Windows 10 is the most connected, cloud-focused OS Microsoft has released. For the most part, this is a good thing: your settings, wallpaper, start menu configuration and other things can be synced across all your devices; Cortana needs to access personal data if you want to use its full capabilities, and OneDrive integration means your files are accessible from any computer, tablet or phone.
But negating these advantages is the issue of privacy. Among other ominous warnings, Microsoft’s 12,000-word EULA says “we will access, disclose and preserve personal data… such as the content of your emails, other private communications or files in private folders” in order to “respond to valid legal process, including from law enforcement or other government agencies”, to “prevent spam or attempts to defraud users”, to “operate and maintain the security of our services” and “if we receive information indicating that someone is using our services to traffic in stolen intellectual or physical property of Microsoft”.
Apple macOS or Windows 10?
In many cases the two operating systems are at parity. And you’ll have your own priority weights based on your OS needs. If gaming is everything to you, for example, then Windows is a no-brainer. If you’re a creative type, then you’re likely better off with a Mac.
Comparing Windows 10 to macOS Sierra
As a general rule, macOS is going to have more of a clean aesthetic and appeal to creative types a bit more than Windows, whereas Windows 10 is the king of general computing and “gaming”.
While Windows may seem to offer performance, value for money and configurability, there are potential downsides to consider. Until relatively recently, Microsoft did not make its own hardware, and compared to macOS, a Windows machine can be a very mixed selection of parts and drivers from different manufacturers.

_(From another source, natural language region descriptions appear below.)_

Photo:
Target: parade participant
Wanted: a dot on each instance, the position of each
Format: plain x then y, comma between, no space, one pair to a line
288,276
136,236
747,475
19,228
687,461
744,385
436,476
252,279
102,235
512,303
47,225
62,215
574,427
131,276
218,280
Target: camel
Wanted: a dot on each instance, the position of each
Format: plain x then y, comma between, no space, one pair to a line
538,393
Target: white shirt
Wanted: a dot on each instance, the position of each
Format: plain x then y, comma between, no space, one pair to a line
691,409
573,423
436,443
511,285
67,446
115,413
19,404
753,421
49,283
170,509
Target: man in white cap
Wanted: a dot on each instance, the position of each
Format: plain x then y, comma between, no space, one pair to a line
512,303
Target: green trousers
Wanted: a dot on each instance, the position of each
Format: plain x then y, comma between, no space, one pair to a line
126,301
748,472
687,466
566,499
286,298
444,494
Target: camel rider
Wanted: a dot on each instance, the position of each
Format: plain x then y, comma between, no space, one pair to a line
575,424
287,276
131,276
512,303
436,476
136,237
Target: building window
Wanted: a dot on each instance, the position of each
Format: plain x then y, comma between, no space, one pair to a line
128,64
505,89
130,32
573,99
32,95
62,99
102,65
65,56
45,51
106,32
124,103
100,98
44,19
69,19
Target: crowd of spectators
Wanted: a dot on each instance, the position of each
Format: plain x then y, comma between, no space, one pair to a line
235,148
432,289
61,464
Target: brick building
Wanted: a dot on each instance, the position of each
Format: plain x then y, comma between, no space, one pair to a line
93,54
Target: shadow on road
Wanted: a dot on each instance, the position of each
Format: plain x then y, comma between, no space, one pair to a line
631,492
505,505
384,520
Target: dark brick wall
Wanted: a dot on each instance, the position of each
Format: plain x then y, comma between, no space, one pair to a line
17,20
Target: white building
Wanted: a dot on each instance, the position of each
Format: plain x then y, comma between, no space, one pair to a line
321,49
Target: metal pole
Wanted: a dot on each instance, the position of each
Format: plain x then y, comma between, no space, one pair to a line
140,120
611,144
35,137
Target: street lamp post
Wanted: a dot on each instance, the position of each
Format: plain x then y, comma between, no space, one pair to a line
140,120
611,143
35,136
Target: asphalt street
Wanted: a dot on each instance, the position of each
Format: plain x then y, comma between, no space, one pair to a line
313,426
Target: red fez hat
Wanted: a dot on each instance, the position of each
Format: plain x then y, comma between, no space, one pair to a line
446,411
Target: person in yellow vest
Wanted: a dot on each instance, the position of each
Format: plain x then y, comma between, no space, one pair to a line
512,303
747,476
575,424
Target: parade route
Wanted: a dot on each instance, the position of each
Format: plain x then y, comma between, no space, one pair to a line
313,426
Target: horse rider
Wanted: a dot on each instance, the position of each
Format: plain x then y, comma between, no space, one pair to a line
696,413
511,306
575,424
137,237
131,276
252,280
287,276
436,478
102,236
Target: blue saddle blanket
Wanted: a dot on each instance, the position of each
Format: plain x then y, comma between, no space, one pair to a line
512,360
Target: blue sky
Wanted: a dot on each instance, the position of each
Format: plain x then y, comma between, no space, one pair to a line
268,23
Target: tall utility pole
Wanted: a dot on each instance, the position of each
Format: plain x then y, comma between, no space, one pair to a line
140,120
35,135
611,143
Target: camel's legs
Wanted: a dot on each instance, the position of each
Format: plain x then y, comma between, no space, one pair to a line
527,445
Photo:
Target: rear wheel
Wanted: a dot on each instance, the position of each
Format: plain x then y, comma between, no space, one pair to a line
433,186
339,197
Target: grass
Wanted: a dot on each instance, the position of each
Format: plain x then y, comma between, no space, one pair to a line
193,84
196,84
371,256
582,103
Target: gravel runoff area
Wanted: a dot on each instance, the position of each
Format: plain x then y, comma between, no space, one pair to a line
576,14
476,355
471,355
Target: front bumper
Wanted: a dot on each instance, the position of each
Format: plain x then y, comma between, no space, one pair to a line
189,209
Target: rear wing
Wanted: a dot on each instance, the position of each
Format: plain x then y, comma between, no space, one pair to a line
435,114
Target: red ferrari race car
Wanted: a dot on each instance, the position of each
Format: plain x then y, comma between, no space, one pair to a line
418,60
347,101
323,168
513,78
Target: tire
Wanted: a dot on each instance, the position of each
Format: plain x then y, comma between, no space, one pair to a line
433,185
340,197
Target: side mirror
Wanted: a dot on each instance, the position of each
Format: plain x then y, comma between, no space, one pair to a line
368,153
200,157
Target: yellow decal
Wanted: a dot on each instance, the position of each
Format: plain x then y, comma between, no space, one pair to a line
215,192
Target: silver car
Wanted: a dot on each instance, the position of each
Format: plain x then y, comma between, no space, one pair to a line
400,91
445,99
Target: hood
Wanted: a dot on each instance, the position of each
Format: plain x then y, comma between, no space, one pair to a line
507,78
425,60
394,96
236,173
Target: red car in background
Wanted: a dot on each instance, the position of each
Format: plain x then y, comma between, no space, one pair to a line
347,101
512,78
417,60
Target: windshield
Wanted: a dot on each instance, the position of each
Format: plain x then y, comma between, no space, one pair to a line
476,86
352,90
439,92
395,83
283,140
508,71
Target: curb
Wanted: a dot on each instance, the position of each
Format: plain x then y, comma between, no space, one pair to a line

Apple is renowned for some outstanding customer service (I have experienced it personally). If you have any problems with your Mac, you can call Apple to have your problem fixed promptly. Warranty support is superb for new Mac’s, and they cover all cost’s, and often with a new replacement.
Windows is notorious for having various hard-to-fix errors. What’s more, getting your Windows machine fixed often requires sending it back to the manufacturer for some number of weeks. If you buy a Windows based Computer, make sure it has a well known brand name like HP, Dell, Toshiba or Acer as this usually works in your favour for ongoing support, troubleshooting, parts and warranty. Windows machines need service more often than Mac’s, so do find a good IT service support person for your Windows device maintenance needs, and expect to get a service at least yearly!
A Mac has hardware quality, consistency and the reliability from being provided from one source – Apple. Generally, the macOS ‘looks’ better out of the box, and has a lot of helpful bundled applications, including Preview, QuickTime player and the excellent Finder preview, quicklook and column view. These can be replicated on Windows but only with the use of third-party apps or hacks. In terms of backup, The Apple Time Machine is an excellent one-stop solution.
Legacy Windows 7 users
With millions of legacy Windows 7 systems now ripe for replacement, many users, most certainly enterprise users, will be taking a closer look at Apple in 2020.
For gaming, Windows is the obvious choice, whether you want to connect up an Xbox One or run games on the Windows machine itself. Windows is also better as far as support for virtual reality and VR headsets goes, at least at this time.